We met a gamekeeper who had been blessed with a litter of fox cubs born about the middle of December—just before the usual mating-time of the foxes. When most of the season's cubs would be born these Christmas cubs would be three months old, and well grounded in the elements of a fox's education. And when the pheasants and partridges began to sit they could save their mother a deal of laborious work—as our friend the keeper found out. In cub-hunting days, there must have been some rude shocks for the puppies of the pack, and even the old stagers of hounds must have been taken aback when they came to close quarters with one of these forward cubs. The keeper caught one, and by a strange chance.
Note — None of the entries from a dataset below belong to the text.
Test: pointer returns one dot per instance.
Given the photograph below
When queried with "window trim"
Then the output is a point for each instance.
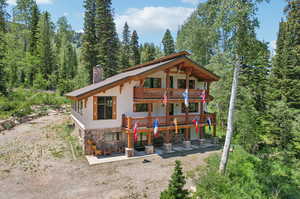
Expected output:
(136, 111)
(183, 108)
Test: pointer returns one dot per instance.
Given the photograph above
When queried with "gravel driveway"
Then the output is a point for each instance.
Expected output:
(35, 162)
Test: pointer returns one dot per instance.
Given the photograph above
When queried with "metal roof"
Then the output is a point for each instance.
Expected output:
(116, 78)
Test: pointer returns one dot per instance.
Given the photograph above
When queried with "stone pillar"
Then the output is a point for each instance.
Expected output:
(187, 144)
(168, 147)
(129, 152)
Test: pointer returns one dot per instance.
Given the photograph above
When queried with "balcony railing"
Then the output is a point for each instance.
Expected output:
(164, 121)
(173, 93)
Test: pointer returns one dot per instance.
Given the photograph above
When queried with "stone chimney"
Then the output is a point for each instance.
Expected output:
(97, 74)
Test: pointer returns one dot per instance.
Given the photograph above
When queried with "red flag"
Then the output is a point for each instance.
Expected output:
(196, 125)
(135, 131)
(203, 96)
(165, 100)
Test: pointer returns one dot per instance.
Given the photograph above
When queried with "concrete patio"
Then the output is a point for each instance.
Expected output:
(177, 150)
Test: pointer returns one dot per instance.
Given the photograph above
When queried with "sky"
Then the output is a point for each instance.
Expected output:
(150, 18)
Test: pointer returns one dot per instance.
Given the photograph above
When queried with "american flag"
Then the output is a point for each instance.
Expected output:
(155, 124)
(186, 97)
(195, 121)
(165, 100)
(203, 96)
(135, 131)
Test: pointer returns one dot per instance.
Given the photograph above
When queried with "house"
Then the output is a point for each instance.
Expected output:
(118, 114)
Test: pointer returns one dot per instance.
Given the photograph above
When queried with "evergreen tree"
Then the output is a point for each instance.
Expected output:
(168, 43)
(135, 49)
(22, 12)
(148, 52)
(125, 52)
(2, 47)
(34, 20)
(44, 46)
(89, 51)
(107, 38)
(176, 189)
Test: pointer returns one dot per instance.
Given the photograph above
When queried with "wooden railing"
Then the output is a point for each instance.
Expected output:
(173, 93)
(128, 122)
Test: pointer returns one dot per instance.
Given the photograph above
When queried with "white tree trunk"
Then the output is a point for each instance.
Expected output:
(230, 120)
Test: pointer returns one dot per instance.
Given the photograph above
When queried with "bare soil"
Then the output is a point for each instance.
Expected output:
(36, 162)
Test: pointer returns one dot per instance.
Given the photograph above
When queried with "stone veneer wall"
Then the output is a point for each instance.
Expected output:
(97, 137)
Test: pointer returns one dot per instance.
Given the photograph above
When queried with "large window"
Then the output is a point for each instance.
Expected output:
(141, 108)
(105, 108)
(193, 108)
(152, 83)
(181, 83)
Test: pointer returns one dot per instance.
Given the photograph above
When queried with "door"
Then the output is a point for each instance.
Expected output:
(171, 109)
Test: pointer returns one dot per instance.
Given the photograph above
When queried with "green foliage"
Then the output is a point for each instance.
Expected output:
(135, 49)
(107, 38)
(89, 50)
(247, 177)
(125, 49)
(20, 101)
(168, 42)
(176, 189)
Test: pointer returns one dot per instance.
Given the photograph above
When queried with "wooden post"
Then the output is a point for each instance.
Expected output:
(167, 105)
(129, 134)
(215, 125)
(187, 131)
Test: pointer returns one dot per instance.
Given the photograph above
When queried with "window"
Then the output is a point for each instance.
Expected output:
(113, 136)
(193, 108)
(77, 106)
(152, 83)
(181, 83)
(104, 108)
(141, 108)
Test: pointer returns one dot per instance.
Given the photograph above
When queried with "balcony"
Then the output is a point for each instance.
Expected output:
(167, 122)
(173, 93)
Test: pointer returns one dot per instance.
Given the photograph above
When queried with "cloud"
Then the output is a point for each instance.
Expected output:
(194, 2)
(153, 19)
(13, 2)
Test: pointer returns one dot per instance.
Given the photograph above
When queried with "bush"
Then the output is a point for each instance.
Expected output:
(246, 177)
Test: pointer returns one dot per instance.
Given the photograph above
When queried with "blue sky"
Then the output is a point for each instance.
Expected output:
(151, 17)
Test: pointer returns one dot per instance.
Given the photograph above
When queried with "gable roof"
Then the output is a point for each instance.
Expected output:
(139, 72)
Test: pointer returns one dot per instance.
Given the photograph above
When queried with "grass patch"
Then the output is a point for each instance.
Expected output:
(20, 101)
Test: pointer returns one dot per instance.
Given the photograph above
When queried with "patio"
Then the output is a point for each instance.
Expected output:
(177, 150)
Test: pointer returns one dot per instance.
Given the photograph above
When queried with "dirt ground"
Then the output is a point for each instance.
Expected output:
(36, 162)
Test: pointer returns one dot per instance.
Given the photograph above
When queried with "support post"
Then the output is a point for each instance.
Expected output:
(129, 151)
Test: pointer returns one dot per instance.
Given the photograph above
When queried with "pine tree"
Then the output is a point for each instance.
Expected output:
(44, 46)
(148, 52)
(107, 38)
(89, 51)
(168, 43)
(23, 10)
(176, 189)
(135, 49)
(2, 47)
(125, 51)
(34, 20)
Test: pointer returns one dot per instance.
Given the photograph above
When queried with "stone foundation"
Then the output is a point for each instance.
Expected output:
(187, 144)
(129, 152)
(149, 149)
(104, 140)
(168, 147)
(215, 140)
(202, 141)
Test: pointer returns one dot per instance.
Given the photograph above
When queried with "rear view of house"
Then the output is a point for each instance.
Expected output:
(156, 104)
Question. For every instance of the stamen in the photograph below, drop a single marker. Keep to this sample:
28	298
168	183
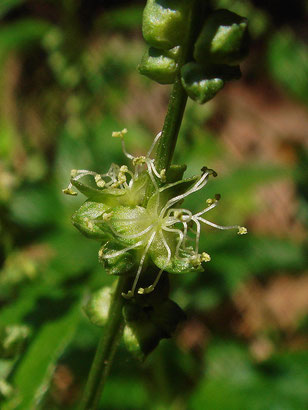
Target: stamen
99	181
150	288
121	134
167	248
181	237
197	234
69	190
219	226
196	187
130	293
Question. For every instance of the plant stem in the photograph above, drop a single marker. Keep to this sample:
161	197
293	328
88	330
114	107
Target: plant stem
114	327
105	350
178	97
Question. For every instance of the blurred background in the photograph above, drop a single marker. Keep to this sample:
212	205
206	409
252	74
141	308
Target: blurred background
68	78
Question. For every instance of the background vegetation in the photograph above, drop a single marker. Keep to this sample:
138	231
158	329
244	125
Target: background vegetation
68	79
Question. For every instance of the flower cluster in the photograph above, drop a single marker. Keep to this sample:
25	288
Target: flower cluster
137	214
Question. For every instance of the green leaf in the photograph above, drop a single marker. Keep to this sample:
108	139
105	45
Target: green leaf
34	372
85	220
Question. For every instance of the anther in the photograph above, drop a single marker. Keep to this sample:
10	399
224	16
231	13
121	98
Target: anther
139	160
99	181
69	191
205	257
119	134
209	170
128	295
242	230
107	216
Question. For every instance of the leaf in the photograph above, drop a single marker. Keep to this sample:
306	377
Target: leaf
35	370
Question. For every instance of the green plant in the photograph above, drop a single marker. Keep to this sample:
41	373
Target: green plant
136	213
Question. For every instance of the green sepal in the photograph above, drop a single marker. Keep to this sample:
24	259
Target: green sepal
129	221
86	220
223	39
98	305
200	85
12	340
165	22
118	265
149	324
157	65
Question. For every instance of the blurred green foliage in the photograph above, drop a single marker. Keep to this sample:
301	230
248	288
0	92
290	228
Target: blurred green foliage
65	85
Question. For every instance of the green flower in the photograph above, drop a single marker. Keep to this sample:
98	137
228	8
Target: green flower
138	232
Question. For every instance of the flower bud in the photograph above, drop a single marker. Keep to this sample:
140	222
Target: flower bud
164	22
223	39
159	65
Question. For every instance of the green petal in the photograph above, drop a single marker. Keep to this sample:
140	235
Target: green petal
121	264
85	220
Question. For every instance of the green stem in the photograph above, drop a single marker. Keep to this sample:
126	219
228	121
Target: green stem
114	327
178	97
105	350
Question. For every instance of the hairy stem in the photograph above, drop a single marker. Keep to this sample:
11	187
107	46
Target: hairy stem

He had been expecting a visit from hounds. He knew an earth where he thought that possibly a vixen later on might have a family; not willing to disturb the place by spade-work when stopping it, he stuffed the entrance with sacks. Hounds came and went—and afterwards the keeper visited the earth to recover his sacks. What was his surprise when he found that inside one of the sacks a cub had curled itself comfortably for sleep. Well knowing that if he were to say there was a litter of cubs on his ground at Christmas none would believe him, he put the cub into a capacious pocket. Then when he told the story of his early litter, and was laughed at for his pains, he confounded sceptics by drawing the little fox, alive and uninjured, from his coat-tails.